Accountability Beneath the Border
As the United States prepares to reckon with its own carbon footprint, Mexican President Felipe Calderon is urging his own nation- and others like it- to follow suit. In an appearance before the beginning of the G20 Summit in London, Calderon called upon developing countries to take the challenge of emissions control seriously. Calderon hinted that the best motivator toward climate change adaptation would be a nation’s finances, and was not shy in appealing to that with his call for a “global green fund” to help poorer nations afford to institute emissions caps and other climate change adaptations. Calderon said:
There are two things that threaten the very existence of humanity: the gap between man and nature and the gap between north and south, between rich and poor…We need to realize that the instruments that Kyoto created were unhelpful for our purposes.

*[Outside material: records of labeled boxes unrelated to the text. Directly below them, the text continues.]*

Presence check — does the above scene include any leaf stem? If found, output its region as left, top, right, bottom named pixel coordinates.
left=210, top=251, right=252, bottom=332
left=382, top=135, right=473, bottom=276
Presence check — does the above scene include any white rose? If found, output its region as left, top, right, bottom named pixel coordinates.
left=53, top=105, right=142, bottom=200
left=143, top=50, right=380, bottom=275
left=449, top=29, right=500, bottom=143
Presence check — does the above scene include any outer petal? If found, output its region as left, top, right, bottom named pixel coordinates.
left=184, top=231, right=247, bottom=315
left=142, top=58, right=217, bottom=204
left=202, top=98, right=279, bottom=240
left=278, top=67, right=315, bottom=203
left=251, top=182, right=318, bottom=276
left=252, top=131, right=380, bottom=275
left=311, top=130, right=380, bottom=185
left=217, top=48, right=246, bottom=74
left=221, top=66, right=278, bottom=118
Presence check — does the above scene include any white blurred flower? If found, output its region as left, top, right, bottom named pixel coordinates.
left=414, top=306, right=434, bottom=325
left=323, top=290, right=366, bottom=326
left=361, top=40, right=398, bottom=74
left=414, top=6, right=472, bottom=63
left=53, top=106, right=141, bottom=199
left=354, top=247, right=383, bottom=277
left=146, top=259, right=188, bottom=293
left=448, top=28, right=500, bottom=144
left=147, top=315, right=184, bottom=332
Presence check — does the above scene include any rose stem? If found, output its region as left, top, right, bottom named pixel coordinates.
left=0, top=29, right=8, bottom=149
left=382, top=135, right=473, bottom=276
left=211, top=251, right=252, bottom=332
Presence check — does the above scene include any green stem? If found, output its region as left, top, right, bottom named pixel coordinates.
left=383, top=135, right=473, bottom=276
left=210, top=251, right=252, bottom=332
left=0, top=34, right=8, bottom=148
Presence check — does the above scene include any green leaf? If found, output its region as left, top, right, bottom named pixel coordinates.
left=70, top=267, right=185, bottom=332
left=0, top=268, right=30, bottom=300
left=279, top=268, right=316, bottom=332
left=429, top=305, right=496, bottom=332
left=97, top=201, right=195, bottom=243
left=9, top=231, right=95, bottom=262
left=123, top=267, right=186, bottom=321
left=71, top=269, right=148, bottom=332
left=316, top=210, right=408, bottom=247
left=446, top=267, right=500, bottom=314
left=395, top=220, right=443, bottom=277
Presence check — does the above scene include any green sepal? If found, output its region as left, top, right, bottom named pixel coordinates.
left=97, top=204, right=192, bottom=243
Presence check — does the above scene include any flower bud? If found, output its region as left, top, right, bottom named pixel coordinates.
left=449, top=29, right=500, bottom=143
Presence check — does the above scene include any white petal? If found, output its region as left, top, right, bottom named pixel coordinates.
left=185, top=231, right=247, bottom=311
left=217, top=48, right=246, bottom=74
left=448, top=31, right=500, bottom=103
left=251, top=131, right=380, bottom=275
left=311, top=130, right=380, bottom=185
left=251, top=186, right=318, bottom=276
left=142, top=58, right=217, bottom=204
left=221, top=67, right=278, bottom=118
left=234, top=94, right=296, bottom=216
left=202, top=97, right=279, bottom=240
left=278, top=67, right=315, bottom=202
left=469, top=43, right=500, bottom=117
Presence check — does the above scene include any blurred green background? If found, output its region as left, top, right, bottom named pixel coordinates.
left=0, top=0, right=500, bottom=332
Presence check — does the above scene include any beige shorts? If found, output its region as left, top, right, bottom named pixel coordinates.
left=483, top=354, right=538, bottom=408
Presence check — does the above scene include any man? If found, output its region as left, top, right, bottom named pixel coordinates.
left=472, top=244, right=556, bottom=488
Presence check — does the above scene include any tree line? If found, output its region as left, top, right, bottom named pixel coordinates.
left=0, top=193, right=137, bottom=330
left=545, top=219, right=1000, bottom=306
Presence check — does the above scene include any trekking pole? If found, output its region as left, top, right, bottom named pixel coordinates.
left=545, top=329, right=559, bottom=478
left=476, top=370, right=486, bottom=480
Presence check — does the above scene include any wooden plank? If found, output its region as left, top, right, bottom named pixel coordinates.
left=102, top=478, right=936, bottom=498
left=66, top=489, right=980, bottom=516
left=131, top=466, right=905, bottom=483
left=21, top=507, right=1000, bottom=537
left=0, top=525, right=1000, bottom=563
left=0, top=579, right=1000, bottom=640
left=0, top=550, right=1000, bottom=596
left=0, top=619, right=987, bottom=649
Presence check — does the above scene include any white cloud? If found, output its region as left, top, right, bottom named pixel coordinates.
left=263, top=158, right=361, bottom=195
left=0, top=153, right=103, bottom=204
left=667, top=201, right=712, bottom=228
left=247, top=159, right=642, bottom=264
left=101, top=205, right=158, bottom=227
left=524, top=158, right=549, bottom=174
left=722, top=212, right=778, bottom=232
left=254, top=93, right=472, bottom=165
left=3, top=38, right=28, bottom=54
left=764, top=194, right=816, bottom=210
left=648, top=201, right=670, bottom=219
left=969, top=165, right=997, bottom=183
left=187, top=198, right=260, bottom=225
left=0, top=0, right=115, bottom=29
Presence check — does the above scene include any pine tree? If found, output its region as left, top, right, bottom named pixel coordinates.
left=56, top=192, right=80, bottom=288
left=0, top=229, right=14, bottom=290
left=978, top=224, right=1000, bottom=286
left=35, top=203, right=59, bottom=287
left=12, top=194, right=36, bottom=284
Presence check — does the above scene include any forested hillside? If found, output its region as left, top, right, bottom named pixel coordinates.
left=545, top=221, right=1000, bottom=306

The right instruments are the right economic incentives for the countries, because money is the best incentive for anyone.
Though the upcoming Copenhagen summit by the UN will likely focus much of its regulatory power upon developed nations which produce the most carbon emissions, Calderon’s urging of a financial impetus for developing nations to follow suit has been also suggested by representatives from other South American nations, particularly Brazil. In that country, the former environment minister Marina Silva was recently awarded the annual Sophie prize, a Norwegian environmental award that hailed her tenure as a period of historic lows in deforestation in the Amazon.